Physical characteristics
- • location: Bagnols-en-Forêt, Var
- • coordinates: 43°33′02″N 6°41′55″E﻿ / ﻿43.5506°N 6.6986°E
- • location: Argens
- • coordinates: 43°24′38″N 6°44′02″E﻿ / ﻿43.4105°N 6.7338°E
- Length: 26.8 km (16.7 mi)

Basin features
- Progression: Argens→ Mediterranean Sea

= Reyran =

The Reyran is a torrent in the Var department in Provence-Alpes-Côte d'Azur, France and a tributary of the Argens. This ephemeral stream is 26.8 km long, originating in Bagnols-en-Forêt in the Var, 12 km from Fréjus.

The Reyran flows for approximately three months of the year and can be dry the rest of the time, with a very irregular flow. The annual rate is 22.70 million but can reach as low as 15.75 million once every 30 years.
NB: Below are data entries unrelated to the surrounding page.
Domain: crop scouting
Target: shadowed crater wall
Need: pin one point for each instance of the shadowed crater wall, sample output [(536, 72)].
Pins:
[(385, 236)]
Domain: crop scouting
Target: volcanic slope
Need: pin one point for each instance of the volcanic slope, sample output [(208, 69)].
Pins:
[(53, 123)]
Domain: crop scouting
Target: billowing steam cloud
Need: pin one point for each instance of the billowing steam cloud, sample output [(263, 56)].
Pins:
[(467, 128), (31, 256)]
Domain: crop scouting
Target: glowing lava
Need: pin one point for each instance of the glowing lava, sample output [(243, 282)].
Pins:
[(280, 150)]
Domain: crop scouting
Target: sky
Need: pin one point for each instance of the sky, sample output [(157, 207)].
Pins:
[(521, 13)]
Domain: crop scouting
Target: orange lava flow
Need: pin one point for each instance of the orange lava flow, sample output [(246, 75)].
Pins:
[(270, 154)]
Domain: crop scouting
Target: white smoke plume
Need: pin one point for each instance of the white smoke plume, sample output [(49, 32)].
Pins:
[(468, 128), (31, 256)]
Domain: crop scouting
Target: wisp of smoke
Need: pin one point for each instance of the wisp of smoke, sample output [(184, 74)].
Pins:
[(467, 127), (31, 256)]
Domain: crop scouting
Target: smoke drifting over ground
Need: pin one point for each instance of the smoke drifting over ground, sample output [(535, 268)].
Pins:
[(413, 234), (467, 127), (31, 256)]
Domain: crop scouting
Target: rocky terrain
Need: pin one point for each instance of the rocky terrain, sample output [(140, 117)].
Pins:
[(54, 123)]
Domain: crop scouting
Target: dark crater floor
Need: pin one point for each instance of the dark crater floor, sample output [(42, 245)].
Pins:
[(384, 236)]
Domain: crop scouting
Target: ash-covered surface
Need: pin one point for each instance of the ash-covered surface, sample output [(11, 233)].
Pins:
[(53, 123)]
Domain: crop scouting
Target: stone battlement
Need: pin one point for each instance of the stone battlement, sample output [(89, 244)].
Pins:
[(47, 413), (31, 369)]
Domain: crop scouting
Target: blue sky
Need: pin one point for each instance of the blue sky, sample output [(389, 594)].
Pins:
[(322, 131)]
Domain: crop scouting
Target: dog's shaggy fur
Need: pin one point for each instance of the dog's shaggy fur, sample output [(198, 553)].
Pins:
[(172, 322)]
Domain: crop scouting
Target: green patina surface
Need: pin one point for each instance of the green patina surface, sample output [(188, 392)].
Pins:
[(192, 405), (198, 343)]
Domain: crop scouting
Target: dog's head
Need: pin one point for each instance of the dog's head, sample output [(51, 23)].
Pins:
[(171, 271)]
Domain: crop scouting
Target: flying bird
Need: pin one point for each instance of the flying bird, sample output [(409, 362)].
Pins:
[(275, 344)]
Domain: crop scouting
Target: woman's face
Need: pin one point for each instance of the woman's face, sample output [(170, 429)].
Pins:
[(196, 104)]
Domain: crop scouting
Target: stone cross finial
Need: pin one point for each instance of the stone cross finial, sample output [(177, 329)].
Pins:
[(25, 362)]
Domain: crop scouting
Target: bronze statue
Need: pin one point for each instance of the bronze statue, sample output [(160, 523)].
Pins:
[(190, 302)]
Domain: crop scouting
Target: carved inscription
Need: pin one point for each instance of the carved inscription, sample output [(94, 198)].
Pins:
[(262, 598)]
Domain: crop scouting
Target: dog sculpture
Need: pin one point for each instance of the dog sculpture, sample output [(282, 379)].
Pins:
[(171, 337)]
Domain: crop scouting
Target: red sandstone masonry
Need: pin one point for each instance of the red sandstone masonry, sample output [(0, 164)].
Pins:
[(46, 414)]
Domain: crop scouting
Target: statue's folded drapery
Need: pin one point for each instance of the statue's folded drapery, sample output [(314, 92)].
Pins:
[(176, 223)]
The flow rate is highest during the months of December, January, and April, and sometimes zero during July and August. During the summer months, the riverbed may present a series of isolated ponds that decrease in size daily. The bed of the Reyran consists of coarse sand and gravel up to 30–40 cm, with a lithology of surrounding rocks including sandstone, gneiss, pegmatite, and volcanic rocks.

==Fréjus==
The Reyran is piped through the city of Fréjus via a concrete canal built after the Malpasset Dam failure. These measures were implemented by the city as preventive flood control. The Reyran does not cause flood plains like the Argens, but rather exceptional torrential floods and urban run-offs, such as the Garonne and Valescure in the neighboring town of Saint-Raphael. A flood of this type occurred in 2012 and destroyed the concrete ford located just downstream from the highway bridge, close to the ancient hamlet of Malpasset devastated in 1959.

The Reyran runs north to south and empties into the Argens at the Naval Air Base of Frejus-Saint Raphael.